Con el tiempo, el proyecto de Eduardo y su mujer creció, y pasaron de la venta ambulante a un local propio en Chacarita. Valeria empezó a ir con su marido: le gustaban las velas de vainilla y mirra y siempre llevaba jabones de jazmines y azahares. Él la veía entrar al negocio con su metro setenta, iluminando todo como si el sol la siguiera y preparaba las cajas antes de que se las pidiera. Parecía que flotaba a diez centímetros del piso. “Era obvio que era bailarina”, dice Eduardo ahora. Por si quedaban dudas, se lo preguntó. Había que sacar temas a toda costa, lo que fuera para retenerla un rato más en el local una vez que la bolsa papel madera con los jabones y las velas estaba lista.
Valeria le dijo que bailaba tango: escénico tres veces por semana en un estudio cercano y canyengue en las milongas cada vez que tenía un sábado libre. La vio entrar embarazada del brazo de su viejo compañero: su hija nació unos meses después que el segundo de Eduardo. Ahora Uma empujaba un cochecito con la misma gracia con que hacía todo.
Un mediodía ella entró con su hija y la sentó en el mostrador mientras él ensayaba alguna galantería disimulada. Acostumbrado a remar conversaciones en la calle, Eduardo le contó una anécdota. Hacía años, el padre de un amigo se había cruzado con Troilo en un aeropuerto. “Le dijo: ‘¿Maestro, por qué no me gusta el tango?’, y Pichuco ni se mosqueó: ‘El tango te va a esperar, pibe. El tango siempre te espera’”. “Todos los tangueros dicen lo mismo”, dijo ella, y él estuvo a punto de decirle que pensaba hacer eso, que lo estaba haciendo, que lo suyo era esperarla sin urgencias ni certezas.

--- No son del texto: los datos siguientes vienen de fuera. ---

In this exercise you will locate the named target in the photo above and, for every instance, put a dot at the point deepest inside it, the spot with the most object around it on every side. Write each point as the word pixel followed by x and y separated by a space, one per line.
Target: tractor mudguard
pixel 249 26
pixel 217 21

Pero entonces, la beba, que en la distracción había agarrado un caramelo de los que Eduardo tenía para convidar a los clientes, comenzó a toser, ahogada. Él vio a Valeria desesperarse y sacudirla en el aire, la reacción coreográfica de una leona rubia; no atinó a hacer nada, ni supo qué decirle. Al final, la nena escupió el caramelo que tenía atascado en la garganta y ella la abrazó con fuerza. Después miró a Eduardo con desprecio: “Sos un pelotudo”, gritó arrastrando la u, y se fue dando un portazo.
Por un tiempo no volvió. A veces Eduardo la veía pasar apurada por la vereda de enfrente o pedaleando en su bicicleta verde, y se imaginaba él también apretando el paso para seguirla, o escapando los dos en bicicleta hacia otra vida mientras en la pantalla pasaban los créditos. Cuando estrenaron Kill Bill, fue al cine dos veces, para él Beatrix Kiddo no era otra que Valeria, en versión guerrera y vestida de amarillo brillante: una mujer contra todas las adversidades del mundo, abriéndose camino con pasos de karate o de baile.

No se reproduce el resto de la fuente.